Corte dei Conti presidio di democrazia, da 160 anni al servizio del Paese

TORINO (ITALPRESS) – “Una più attenta considerazione della politica verso le funzioni giurisdizionali esercitate dalla Corte dei conti”. E’ questo l’auspicio, o meglio l’allarme, che ha lanciato il procuratore generale della Corte dei conti, Angelo Canale, nel suo intervento in occasione del 160esimo anniversario dell’organismo cui compete “in buona sostanza – ha spiegato – il controllo per conto del cittadino contribuente, sull’utilizzazione dei beni e delle risorse appartenenti alla comunità”.
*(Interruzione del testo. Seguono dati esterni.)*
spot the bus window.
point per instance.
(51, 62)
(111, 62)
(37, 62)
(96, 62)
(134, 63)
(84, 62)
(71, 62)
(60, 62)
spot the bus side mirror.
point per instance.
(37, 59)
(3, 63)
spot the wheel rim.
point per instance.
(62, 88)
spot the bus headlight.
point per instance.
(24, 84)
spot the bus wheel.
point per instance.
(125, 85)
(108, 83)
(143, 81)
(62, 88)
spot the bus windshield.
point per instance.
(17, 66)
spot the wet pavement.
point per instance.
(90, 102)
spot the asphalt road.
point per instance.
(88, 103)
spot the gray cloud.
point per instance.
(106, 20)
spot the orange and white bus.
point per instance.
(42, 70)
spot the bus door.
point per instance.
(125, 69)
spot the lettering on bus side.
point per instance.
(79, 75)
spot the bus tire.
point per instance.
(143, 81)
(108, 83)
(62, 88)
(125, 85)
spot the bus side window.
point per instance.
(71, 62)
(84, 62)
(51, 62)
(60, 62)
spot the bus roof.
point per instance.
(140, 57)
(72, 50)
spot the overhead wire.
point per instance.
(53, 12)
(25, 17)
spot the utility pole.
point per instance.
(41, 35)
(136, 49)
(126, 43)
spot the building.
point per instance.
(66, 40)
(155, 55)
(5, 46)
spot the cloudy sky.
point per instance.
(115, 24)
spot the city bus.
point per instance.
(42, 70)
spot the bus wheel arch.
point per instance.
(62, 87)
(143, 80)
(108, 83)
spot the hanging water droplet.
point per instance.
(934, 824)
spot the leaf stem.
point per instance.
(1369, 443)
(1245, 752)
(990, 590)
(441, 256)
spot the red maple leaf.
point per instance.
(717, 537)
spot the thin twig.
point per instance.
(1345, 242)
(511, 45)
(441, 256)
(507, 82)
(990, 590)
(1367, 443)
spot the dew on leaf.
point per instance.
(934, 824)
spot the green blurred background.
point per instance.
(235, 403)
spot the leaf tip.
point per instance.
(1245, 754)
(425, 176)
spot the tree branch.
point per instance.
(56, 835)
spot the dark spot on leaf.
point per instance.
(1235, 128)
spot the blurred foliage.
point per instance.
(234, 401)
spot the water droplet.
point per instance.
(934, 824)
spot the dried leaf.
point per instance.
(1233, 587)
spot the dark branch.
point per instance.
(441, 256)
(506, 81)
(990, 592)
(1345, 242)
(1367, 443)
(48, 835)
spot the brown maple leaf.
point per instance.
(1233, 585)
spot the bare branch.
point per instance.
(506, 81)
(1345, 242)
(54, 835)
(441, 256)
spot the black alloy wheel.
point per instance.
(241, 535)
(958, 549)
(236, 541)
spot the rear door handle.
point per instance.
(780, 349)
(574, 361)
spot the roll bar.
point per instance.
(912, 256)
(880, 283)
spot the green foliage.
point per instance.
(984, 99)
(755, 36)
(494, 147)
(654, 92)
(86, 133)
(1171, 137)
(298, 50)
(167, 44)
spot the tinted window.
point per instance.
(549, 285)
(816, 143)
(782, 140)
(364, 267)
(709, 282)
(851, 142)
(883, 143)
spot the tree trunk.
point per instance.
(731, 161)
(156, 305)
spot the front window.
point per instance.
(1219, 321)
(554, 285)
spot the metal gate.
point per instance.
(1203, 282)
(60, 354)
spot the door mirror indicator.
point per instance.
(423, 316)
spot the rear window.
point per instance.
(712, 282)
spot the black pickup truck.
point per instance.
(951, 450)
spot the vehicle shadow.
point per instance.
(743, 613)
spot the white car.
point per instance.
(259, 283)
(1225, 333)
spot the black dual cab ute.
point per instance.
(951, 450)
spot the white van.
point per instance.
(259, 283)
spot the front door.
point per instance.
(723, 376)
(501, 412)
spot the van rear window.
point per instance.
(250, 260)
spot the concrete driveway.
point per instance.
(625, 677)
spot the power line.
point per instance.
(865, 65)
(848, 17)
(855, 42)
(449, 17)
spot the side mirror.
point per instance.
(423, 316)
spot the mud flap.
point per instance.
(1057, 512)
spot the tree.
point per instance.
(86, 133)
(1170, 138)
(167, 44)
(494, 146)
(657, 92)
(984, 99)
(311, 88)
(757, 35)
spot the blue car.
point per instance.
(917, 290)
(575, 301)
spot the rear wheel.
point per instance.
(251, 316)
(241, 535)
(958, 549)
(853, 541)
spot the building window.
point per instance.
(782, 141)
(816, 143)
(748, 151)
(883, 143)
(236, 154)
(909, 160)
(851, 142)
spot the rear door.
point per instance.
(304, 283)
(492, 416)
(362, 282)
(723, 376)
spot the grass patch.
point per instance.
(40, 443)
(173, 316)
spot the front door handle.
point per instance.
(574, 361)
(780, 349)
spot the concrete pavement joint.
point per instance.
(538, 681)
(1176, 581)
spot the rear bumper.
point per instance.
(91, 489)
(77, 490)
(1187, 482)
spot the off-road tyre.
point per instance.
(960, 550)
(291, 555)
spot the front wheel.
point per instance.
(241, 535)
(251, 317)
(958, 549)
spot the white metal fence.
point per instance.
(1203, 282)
Istituita nel 1862, la Corte è tornata al suo luogo fondativo, Torino, per una due giorni di dibattito intenso, da un lato per fare un punto della situazione, ma anche interrogandosi sulla tenuta del proprio ruolo. Perché al di là degli elogi, “potremmo fare di più e fare meglio – ha chiarito ancora Canale – se con interventi isolati, decontestualizzati e disorganici non si fossero messi in discussione o addirittura limitati, com’è avvenuto, i poteri d’intervento delle procure contabili e non si fossero introdotte riduzioni o modifiche afferenti al perimetro della responsabilità amministrativa, sia sotto il profilo sostanziale che processuale”.
Parole cristalline, nonostante un lessico formalmente ineccepibile, che puntano il dito contro i legislatori. Tanto che Canale non si nasconde, e si interroga: c’è ancora bisogno di una tale giustizia, di un giudice speciale e specializzato nelle materie della contabilità pubblica, o si può pensare di condurre questa materia nell’alveo della giustizia ordinaria? Secondo Canale sì, perché “è un presidio di legalità e di democrazia che da 160 anni al servizio del Paese ha una missione fondamentale: garantire ai cittadini il corretto impiego delle risorse nazionali, delle risorse che appartengono a tutti noi”.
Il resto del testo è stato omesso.